Kişi başı milli gelirin sabit fiyatlarla % 31 oranında artması Türkiye ekonomisinin yine aynı oranda iyiye gittiği anlamına mı gelir ? diye herkes düşünebilir.Ben burada Türkiye’nin 24 Ocak 1980 kararları ile Pazar ekonomisine geçtiği tarihten bugüne, cari açık,toplam borç artışlarıyla kan kaybettiği inancındayım. Ve ayrıca son iki hükümet zamanındaki ekonomik uygulamaların Türkiye’deki üniversiteler tarafından tarafsız bir gözle incelenmesi ve tarihe not düşülmesi gerektiği kanaatindeyim.
Cari Açık Rakamları
Yıllar Cari Açık (Milyar $) Cari Açık /GSMH (%) Büyüme (%)
1992 -1.0 -0.6 6.4
1993 -6.4 -3.5 8.1
1994 2.6 2.0 -6.1
1995 -2.3 -1.4 8.0
1996 -2.4 -1.3 7.1
1997 -2.6 -1.4 8.3
1998 2.0 1.0 3.9
1999 -1.3 -0.7 -6.1
2000 -9.8 -4.9 6.3
2001 3.4 2.3 -9.5
2002 -1.5 -0.8 7.9
2003 -8.0 -3.4 5.9
2004 -15.6 -5.3 9.5
Kaynak: T.C. Hazine Müsteşarlığı
Yukarıdaki tablodaki rakamlara baktığımızda aşağı yukarı her sene cari açık verdiğimiz gibi 1994-1998- 2001 yıllarında cari fazla olduğu görülmektedir.Ayrıca tablodaki ortalama yıllık cari açık 3.3 milyar dolar iken 2009 yılında 14 milyar dolar,2010 yılında 48 milyar dolar olan cari açık, 2011 yılında 80 milyar dolar olması bekleniyor. Bu demektir ki cari açık rakamı son yıllarda abartılı şekilde artmıştır.

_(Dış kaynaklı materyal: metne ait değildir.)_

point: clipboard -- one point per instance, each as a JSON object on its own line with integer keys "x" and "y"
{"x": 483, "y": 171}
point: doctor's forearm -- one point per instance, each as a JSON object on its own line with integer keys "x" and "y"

O halde hızlı bir şekilde Türkiye deki üniversitelerin öncülüğünde, T.C. Merkez bankasının kontrolünde TUSİAD, TOBB,ZİRAAT ODALARI ,MADEN TETKİK ARAMA, İŞCİ SENDİKALARI,BANKALAR, v.s. kuruluşlardan oluşacak MEK (MİLLİ EKONOMİK KURUL) oluşturulması gerekmektedir.ve bu kurul 5 yıllık ,10 yıllık, 20 yıllık ekonomik programlar yapmalı ve IMF ile ilişkiler sonlandırılmalıdır.